The boy made no reply. He did love it; but his was the heart of youth, and it yearned for change and for adventure and for what lay beyond the circling hills and the broad, untroubled valley that spread its level fields below "the castle on the hill."
"The girls are dressing for a swim," said the older man, after a moment of silence. "Aren't you boys going in?"
"The girls" included his wife and Mrs. Evans, as well as Grace, for the colonel insisted that youth was purely a physical and mental attribute, independent of time. If one could feel and act in accord with the spirit of youth, one could not be old.
"Are you going in?" asked his son.
"Yes. I was waiting for you two."
"I think I'll be excused, sir," said Guy. "The water is too cold yet. I tried it yesterday, and nearly froze to death. I'll come and watch."
The two Penningtons moved off toward the house, to get into swimming things, while young Evans wandered down into the water gardens. As he stood there, idly content in the quiet beauty of the spot, Allen came down the steps, his cheque in his hand. At sight of the boy he halted behind him, an unpleasant expression upon his face.
Evans, suddenly aware that he was not alone, turned and recognized the man.
"Oh, hello, Allen!" he said.
"Young Pennington just canned me," said Allen, with no other return of Evan's greeting.
"I'm sorry," said Evans.
"You may be sorrier!" growled Allen, continuing on his way toward the cabin to get his blankets and clothes.
For a moment Guy stared after the man, a puzzled expression knitting his brows. Then he slowly flushed, glancing quickly about to see if any one had overheard the brief conversation between Slick Allen and himself.
A few minutes later he entered the inclosure west of the house, where the swimming pool lay. Mrs. Pennington and her guests were already in the pool, swimming vigorously to keep warm, and a moment later the colonel and Custer ran from the house and dived in simultaneously. Though there was twenty-six years' difference in their ages, it was not evidenced by any lesser vitality or agility on the part of the older man.

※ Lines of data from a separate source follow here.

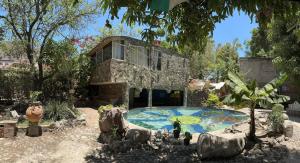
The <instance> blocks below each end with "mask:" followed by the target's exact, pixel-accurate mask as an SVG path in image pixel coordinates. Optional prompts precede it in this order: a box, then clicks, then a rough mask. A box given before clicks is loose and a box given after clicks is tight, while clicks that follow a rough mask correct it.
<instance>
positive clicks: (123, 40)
mask: <svg viewBox="0 0 300 163" xmlns="http://www.w3.org/2000/svg"><path fill="white" fill-rule="evenodd" d="M124 44H125V43H124V40H121V59H122V60H124V52H125V49H124Z"/></svg>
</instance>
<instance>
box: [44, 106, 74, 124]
mask: <svg viewBox="0 0 300 163" xmlns="http://www.w3.org/2000/svg"><path fill="white" fill-rule="evenodd" d="M76 113H77V112H76V110H75V109H73V108H70V107H69V105H68V103H67V102H59V101H50V102H48V103H47V105H46V106H45V118H46V119H51V120H53V121H59V120H62V119H72V118H76Z"/></svg>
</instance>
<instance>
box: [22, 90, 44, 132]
mask: <svg viewBox="0 0 300 163" xmlns="http://www.w3.org/2000/svg"><path fill="white" fill-rule="evenodd" d="M39 94H40V92H31V93H30V104H29V107H28V108H27V110H26V118H27V120H28V121H29V126H28V128H27V131H26V135H27V136H32V137H36V136H41V135H42V128H41V126H39V122H40V120H41V119H42V117H43V112H44V111H43V106H42V104H41V102H39V101H37V97H38V95H39Z"/></svg>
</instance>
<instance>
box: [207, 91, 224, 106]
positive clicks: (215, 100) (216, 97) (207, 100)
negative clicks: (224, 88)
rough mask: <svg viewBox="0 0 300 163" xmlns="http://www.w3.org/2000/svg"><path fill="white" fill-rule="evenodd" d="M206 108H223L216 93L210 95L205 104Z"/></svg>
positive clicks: (208, 96)
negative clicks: (210, 106)
mask: <svg viewBox="0 0 300 163" xmlns="http://www.w3.org/2000/svg"><path fill="white" fill-rule="evenodd" d="M204 104H205V105H206V106H221V105H222V103H221V102H220V99H219V97H218V96H217V95H216V94H215V93H209V94H208V98H207V100H206V101H205V103H204Z"/></svg>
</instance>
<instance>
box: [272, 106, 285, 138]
mask: <svg viewBox="0 0 300 163" xmlns="http://www.w3.org/2000/svg"><path fill="white" fill-rule="evenodd" d="M283 108H284V107H283V105H281V104H275V105H274V106H273V108H272V112H271V113H270V114H269V116H268V123H269V126H271V129H272V131H273V132H274V133H278V134H281V133H283V122H284V119H283V115H282V111H283Z"/></svg>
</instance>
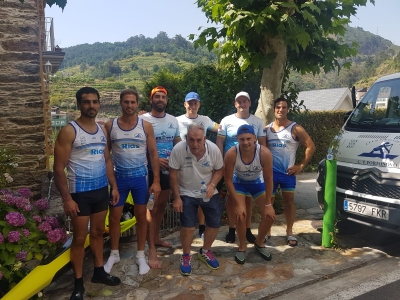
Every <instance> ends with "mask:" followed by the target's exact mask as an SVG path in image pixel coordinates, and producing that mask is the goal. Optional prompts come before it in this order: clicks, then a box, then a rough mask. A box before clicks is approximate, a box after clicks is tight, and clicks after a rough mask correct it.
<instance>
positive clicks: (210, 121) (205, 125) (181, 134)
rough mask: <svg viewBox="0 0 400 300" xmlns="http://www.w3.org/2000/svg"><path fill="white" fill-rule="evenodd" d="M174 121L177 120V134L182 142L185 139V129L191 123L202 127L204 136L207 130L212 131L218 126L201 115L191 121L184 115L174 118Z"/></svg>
mask: <svg viewBox="0 0 400 300" xmlns="http://www.w3.org/2000/svg"><path fill="white" fill-rule="evenodd" d="M176 119H177V120H178V123H179V134H180V136H181V139H182V141H183V140H185V139H186V134H187V127H188V126H189V125H190V124H192V123H196V124H199V125H201V126H203V128H204V135H206V134H207V130H213V129H214V128H216V127H217V125H218V124H217V123H215V122H214V121H213V120H211V119H210V118H209V117H207V116H202V115H197V117H196V118H193V119H192V118H188V117H187V116H186V115H181V116H179V117H176Z"/></svg>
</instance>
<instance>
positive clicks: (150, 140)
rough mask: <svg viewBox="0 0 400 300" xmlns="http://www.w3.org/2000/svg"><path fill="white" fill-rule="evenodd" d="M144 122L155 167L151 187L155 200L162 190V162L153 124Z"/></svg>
mask: <svg viewBox="0 0 400 300" xmlns="http://www.w3.org/2000/svg"><path fill="white" fill-rule="evenodd" d="M143 122H144V128H145V131H146V135H147V142H146V143H147V151H148V152H149V159H150V163H151V167H152V168H153V176H154V179H153V184H152V185H151V187H150V188H149V192H150V193H154V200H157V199H158V195H159V194H160V191H161V186H160V162H159V160H158V152H157V144H156V137H155V136H154V129H153V126H152V125H151V124H150V123H149V122H147V121H143Z"/></svg>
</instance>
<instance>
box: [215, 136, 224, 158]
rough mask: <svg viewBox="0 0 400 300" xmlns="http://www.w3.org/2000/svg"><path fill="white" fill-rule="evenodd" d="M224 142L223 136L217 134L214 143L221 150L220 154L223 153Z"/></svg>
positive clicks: (222, 155) (221, 153)
mask: <svg viewBox="0 0 400 300" xmlns="http://www.w3.org/2000/svg"><path fill="white" fill-rule="evenodd" d="M224 142H225V138H224V137H223V136H221V135H217V140H216V141H215V144H216V145H217V147H218V148H219V150H220V151H221V154H222V156H223V155H224Z"/></svg>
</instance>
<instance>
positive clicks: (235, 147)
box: [232, 144, 264, 184]
mask: <svg viewBox="0 0 400 300" xmlns="http://www.w3.org/2000/svg"><path fill="white" fill-rule="evenodd" d="M235 148H236V162H235V168H234V170H233V178H232V182H233V183H247V184H249V183H250V184H252V183H264V175H263V166H262V164H261V145H260V144H256V149H255V151H254V157H253V160H252V161H251V163H250V164H248V165H247V164H245V163H244V162H243V160H242V155H241V153H240V149H239V145H236V146H235Z"/></svg>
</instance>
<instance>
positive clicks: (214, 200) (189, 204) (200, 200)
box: [180, 194, 222, 228]
mask: <svg viewBox="0 0 400 300" xmlns="http://www.w3.org/2000/svg"><path fill="white" fill-rule="evenodd" d="M181 199H182V206H183V212H181V213H180V220H181V226H182V227H188V228H191V227H196V223H197V210H198V208H199V206H200V207H201V210H202V211H203V213H204V216H205V217H206V224H207V227H210V228H219V227H221V215H222V203H221V199H220V198H219V194H215V195H214V196H212V198H211V199H210V201H208V202H204V201H203V199H202V198H194V197H189V196H183V195H181Z"/></svg>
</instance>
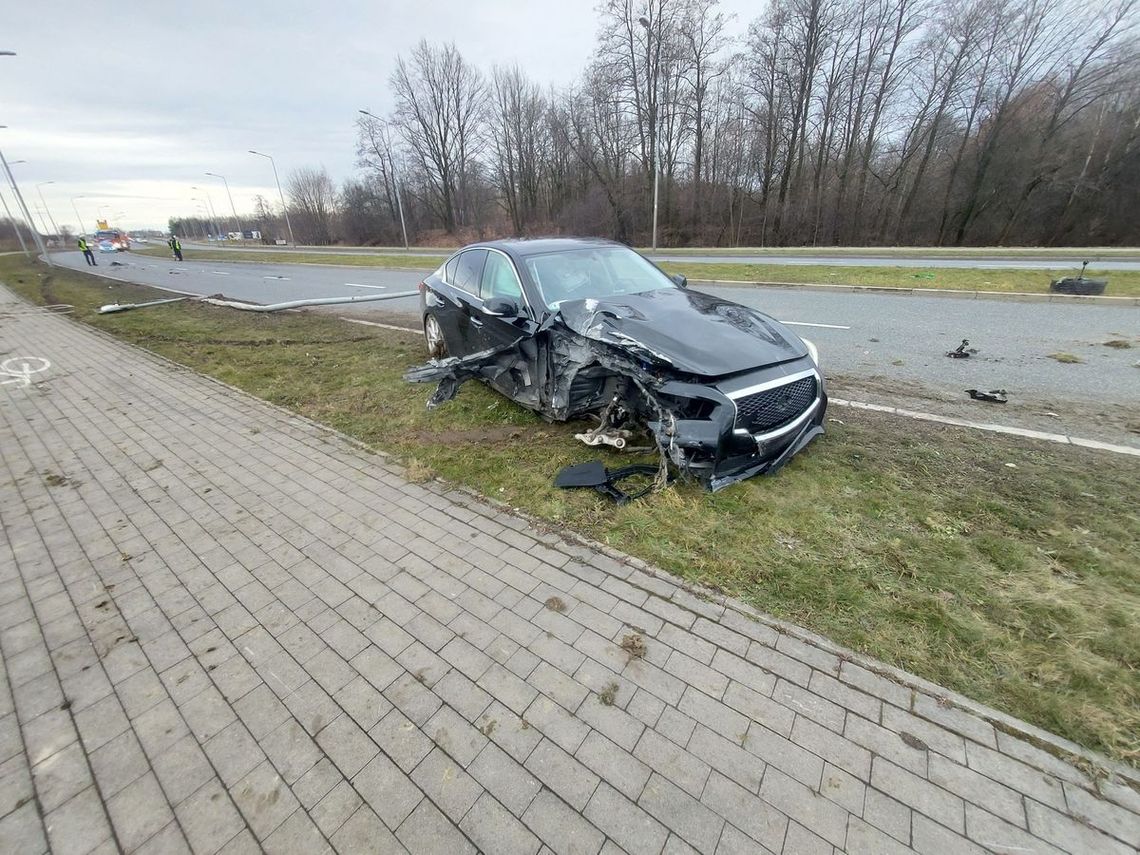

Colonel Custer Pennington had been born in Virginia fifty years before. Graduated from the Virginia Military Institute and West Point, he had taken a commission in the cavalry branch of the service. Campaigning in Cuba, he had been shot through one lung, and shortly after the close of the war he was retired for disability, with rank of lieutenant-colonel. In 1900 he had come to California, on the advice of his physician in the forlorn hope that he might prolong his sufferings a few years more.
And so Pennington had come West with Mrs. Pennington and little Custer, Jr., and had found the Rancho del Ganado run down, untenanted and for sale.
He judged from the soil and the water that Ganado was not well suited to raise the type of horse that he knew best, and that he and his father and his grandfathers before them had bred in Virginia; but he saw other possibilities. Moreover, he loved the hills and the canyons from the first; and so he had purchased the ranch, more to have something that would temporarily occupy his mind until his period of exile was ended by a return to his native State, or by death, than with any idea that it would prove a permanent home.